Volevo mostrarglielo perché Eva, la pitbull afona che la madre di VB sta per portarsi a casa, è una pitbull, è una pitbull e sta ancora in canile e non a casa, e così diviene mitologica nel proprio essere pitbull: i cani da combattimento su cui sono sorte tante di quelle leggende che al confronto i pedofili possono sentirsi poco marchiati dal timore sociale. Eva che ignora gli altri cani, potendo, e che deve stare da sola in gabbia perché l’ultima volta che ha incrociato un molosso ha attaccato e ne è uscita con cento punti di sutura. Eva che ogni tanto, raramente ma inesorabile, sbarra i suoi occhietti vivacissimi su un target, come quella volta che l’ha fatto con il manico di una scopa, per poi azzannarlo alla velocità della luce facendo scappare l’inserviente. Eva che solleva discussioni sul tipo di guinzaglio da usare, museruola o non museruola, come si fodererà la cuccia che abbiamo montato per lei con i barboncini del quartiere.
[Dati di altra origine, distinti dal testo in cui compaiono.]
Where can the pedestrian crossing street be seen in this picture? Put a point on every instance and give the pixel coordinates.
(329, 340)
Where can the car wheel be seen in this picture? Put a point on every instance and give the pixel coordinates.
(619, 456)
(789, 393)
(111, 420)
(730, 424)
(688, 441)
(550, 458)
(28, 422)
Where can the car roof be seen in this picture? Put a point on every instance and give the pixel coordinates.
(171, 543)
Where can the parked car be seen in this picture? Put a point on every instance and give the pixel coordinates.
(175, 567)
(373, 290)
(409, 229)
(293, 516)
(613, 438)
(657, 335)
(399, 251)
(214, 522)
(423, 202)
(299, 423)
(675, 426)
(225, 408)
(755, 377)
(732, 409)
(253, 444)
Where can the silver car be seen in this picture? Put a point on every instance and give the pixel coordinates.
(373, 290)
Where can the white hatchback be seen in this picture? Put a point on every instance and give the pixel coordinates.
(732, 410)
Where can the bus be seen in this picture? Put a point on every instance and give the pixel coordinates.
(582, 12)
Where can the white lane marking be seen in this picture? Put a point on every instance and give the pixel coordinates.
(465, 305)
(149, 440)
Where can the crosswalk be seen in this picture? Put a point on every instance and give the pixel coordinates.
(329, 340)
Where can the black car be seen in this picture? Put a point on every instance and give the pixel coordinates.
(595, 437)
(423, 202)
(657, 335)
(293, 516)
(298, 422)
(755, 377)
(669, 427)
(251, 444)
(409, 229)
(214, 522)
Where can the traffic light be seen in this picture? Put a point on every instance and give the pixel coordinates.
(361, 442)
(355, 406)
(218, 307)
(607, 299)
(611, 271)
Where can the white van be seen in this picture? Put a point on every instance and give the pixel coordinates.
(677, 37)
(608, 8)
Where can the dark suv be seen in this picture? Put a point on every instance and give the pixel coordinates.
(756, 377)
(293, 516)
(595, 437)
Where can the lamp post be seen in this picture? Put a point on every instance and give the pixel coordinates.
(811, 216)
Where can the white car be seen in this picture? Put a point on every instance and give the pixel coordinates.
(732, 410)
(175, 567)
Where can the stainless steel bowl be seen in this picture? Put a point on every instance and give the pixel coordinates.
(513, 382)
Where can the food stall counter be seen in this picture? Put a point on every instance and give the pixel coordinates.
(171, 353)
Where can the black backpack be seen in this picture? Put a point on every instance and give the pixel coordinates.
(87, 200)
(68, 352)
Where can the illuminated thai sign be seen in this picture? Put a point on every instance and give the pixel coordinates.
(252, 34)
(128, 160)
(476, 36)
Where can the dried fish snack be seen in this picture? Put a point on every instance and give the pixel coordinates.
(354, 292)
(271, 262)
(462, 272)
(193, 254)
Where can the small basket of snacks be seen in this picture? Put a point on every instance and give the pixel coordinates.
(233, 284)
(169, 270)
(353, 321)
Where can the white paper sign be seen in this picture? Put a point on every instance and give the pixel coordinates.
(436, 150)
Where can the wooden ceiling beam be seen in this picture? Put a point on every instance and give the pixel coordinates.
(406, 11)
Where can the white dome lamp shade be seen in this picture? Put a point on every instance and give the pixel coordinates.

E’ una cuccia in legno di abete, credo, o quercia – insomma, non ricordo e non conosco abbastanza l’ambito da dedurlo – che io e VB abbiamo montato sul terrazzo di casa sua rimpiangendo Ikea e il gioco facile. Vorrei trovare la persona che ne ha progettato il montaggio, con viti negli angoli interni che mi hanno costretto a posizioni ridicole e a un paio di vesciche, e sensibilizzarla alle esigenze di una donna sulla sessantina che vuole adottare una pitbull.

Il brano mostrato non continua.